You'll find variants with one or other of those meanings all derived from latin in a number of other languages too, e.g. "brev" in Norwegian (letter).
I can't see the page at the moment (getting the No digest yet).
I made a thing[0] that splits stories by day without mixing old popular with new stories. That helped cut down my HN visits to a few times per day. [I had originally made it to list all stories on one page and load story links at stops in a subway/metro commute.]
What I'm finding now is that there's too much noise at the top and what I really want to see are the stories not upvoted by mainstream/populist interests--if anyone knows a solution to that, please share.
[0] https://hackerer.news/
> Hackerbrief
> No digest yet. Trigger `GET /api/cron/digest`.
> GET https://hackerbrief.vercel.app/api/cron/digest
> 401 Unauthorized
hmm
Same on Firefox desktop.
Same
Same. At least at this moment. iPad.
I think the concept is great, I'd love something like this even more broadly, sort of a daily "customizable" newspaper. The issue I see is that it's a bit... bland? Obviously you're doing this with AI and there's no other way to do it, but one of the main reasons why something like HN has stayed relevant for this long is its variety: front page stories often have remarkable diversity, not only in topics and content, but also in tone and writing style. I feel a digest like this one flattens everything more than I'd like.
> Obviously you're doing this with AI and there's no other way to do it
What do you mean "no other way to do it"? Traditionally these sort of things been curated, by humans who read and make judgements, how is that not another way to do it? Probably would solve the whole "bit... bland?" problem to, given the right curator.
Probably no sustainable pays-the-bills way to do it, though I would love to be proven wrong by a curator who happens to match my preferences.
On the other hand, the HN front page is already the result of collective curation.
I agree that this is likely to flatten out the depth of comments I come here for. It's also hard to get a brief that is tailored to the subset of posts you might actually be interested in.
The approach I tried was to rely mainly on what comments I've upvoted, have the AI look at those comments and gather context from the article/link and the parent comment chain, then give me a "here's what you learned yesterday" brief.
I had plans to add some memory to mention related things from recent weeks. Relying mainly on being able to visually code all this with n8n, and never quite got it working.
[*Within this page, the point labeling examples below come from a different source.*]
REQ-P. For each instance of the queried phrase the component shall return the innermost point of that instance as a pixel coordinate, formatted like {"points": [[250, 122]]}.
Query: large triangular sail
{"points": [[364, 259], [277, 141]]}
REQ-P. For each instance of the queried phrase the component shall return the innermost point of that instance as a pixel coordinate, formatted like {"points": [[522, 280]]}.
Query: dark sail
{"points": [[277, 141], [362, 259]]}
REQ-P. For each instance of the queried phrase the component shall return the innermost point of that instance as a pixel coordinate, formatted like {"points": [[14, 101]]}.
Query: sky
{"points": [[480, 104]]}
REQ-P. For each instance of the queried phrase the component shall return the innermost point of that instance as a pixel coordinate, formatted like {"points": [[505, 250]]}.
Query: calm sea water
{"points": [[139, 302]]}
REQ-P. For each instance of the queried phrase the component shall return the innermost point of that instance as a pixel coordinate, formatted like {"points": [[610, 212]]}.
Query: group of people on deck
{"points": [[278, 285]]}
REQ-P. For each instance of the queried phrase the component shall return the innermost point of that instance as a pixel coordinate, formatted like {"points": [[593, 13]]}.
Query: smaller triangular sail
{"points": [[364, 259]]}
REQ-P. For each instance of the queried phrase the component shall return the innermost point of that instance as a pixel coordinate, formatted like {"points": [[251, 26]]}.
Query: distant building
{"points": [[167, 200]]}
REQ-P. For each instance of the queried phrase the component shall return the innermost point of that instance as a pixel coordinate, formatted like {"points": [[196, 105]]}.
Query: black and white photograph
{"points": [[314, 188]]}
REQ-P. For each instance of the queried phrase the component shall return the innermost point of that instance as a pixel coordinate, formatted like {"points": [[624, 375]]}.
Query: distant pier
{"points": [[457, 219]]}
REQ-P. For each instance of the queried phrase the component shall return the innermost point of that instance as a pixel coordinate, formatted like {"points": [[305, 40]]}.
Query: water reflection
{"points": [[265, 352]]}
Not a perfect solution but I wonder if asking the LLM to preserve style when summarizing works well. I will have to try that. Because they do indeed otherwise default to bland slop style.
https://www.hndigest.com/
http://www.daemonology.net/hn-daily/
I would have appreciated a sarcastic summary like http://n-gate.com/hackernews/
They've been dead for ages haven't they?
We dont do "top-posts" but we do most Game posts in case you are insterested :)
https://hnarcade.com
? This has been done before, plus apps like Harmonic support Best by X hrs. Do people love re-inventing the wheel before googling "drive car from A to B"?
Oh relax. Let people make things. It's okay to have more than one take on an idea.
Nice! Would be great to also get a summary of the comments.
Am I being fair when I immediately categorize anything as a summary as a data dump from an AI?
HN already has these features...
Active:
https://news.ycombinator.com/active
Highlights:
https://news.ycombinator.com/highlights
"Hackerbrief" means "hacker letter" in German.
"brief" also has a similar meaning in English, in (several) alternative meanings of "brief" to mean a precis, summary, position paper of various kinds. Both are derived from latin breve/brevis - "short".
You'll find variants with one or other of those meanings all derived from latin in a number of other languages too, e.g. "brev" in Norwegian (letter).
Oh yeah! I was also really confused at first haha.